沈彻凑过去看,灯芯里的残影对着他们笑了笑,然后指向老戏台的方向,残影渐渐消失。主殿门口的灯影突然躁动起来,开始撞击门板,门板发出“咚咚”的声响,像是随时会被撞开。
“快走!”李队立刻拉开侧门,几人顺着侧门离开城隍庙,身后的撞击声越来越响,淡青色的雾气从门缝里飘出来,在夜色中形成一条长长的带子,跟在他们身后。
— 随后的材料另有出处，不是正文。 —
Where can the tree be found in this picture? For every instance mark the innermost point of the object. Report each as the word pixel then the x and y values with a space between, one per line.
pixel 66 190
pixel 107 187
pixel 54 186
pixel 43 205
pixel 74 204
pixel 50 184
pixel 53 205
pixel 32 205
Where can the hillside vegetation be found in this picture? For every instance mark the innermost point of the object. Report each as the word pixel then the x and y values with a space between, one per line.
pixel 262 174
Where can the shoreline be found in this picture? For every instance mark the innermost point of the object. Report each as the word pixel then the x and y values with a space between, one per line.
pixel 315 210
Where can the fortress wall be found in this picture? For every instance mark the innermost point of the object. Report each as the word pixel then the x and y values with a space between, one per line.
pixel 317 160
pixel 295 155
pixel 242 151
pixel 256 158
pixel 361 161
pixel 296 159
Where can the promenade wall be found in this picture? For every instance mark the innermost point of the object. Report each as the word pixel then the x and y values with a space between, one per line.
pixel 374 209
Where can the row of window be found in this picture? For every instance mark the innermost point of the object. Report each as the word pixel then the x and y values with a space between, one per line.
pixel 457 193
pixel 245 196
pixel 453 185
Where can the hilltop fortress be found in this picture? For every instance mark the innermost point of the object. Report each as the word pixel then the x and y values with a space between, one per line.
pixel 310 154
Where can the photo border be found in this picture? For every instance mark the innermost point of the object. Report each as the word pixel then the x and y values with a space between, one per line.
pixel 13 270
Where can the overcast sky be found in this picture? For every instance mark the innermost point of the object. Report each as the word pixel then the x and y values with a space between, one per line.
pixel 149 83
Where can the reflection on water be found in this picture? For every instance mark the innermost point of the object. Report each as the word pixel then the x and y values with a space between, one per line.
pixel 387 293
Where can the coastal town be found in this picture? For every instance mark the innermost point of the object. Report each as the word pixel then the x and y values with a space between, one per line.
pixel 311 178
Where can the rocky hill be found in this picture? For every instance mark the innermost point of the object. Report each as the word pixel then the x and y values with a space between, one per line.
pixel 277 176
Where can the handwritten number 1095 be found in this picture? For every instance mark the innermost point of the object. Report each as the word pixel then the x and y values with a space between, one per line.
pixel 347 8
沈彻回头看了一眼城隍庙,香炉的位置隐约亮起了淡青色的光,和灯笼巷古井的光遥相呼应。他突然意识到,十二灯台就像十二颗珠子,正被灯煞用某种力量串联起来,而他们现在做的,只是在一颗一颗地暂时按住,却还没找到真正能彻底阻止灯煞苏醒的方法。
苏晚似乎察觉到了他的心思,轻轻碰了碰他的胳膊:“别担心,我祖母的残影不会骗我们,老戏台里的真魂,一定知道更多秘密。”
沈彻看向苏晚,她的眼底虽然还有淡青色,却透着一股坚定的光,像黑暗里的一盏灯。他握紧了手里的青铜灯,灯芯的光映在两人脸上,温暖而清晰。
城隍庙的青烟里,第三盏淡青色的灯影已悄然亮起,在夜色中晃悠着,像在为他们指引下一段更危险的路。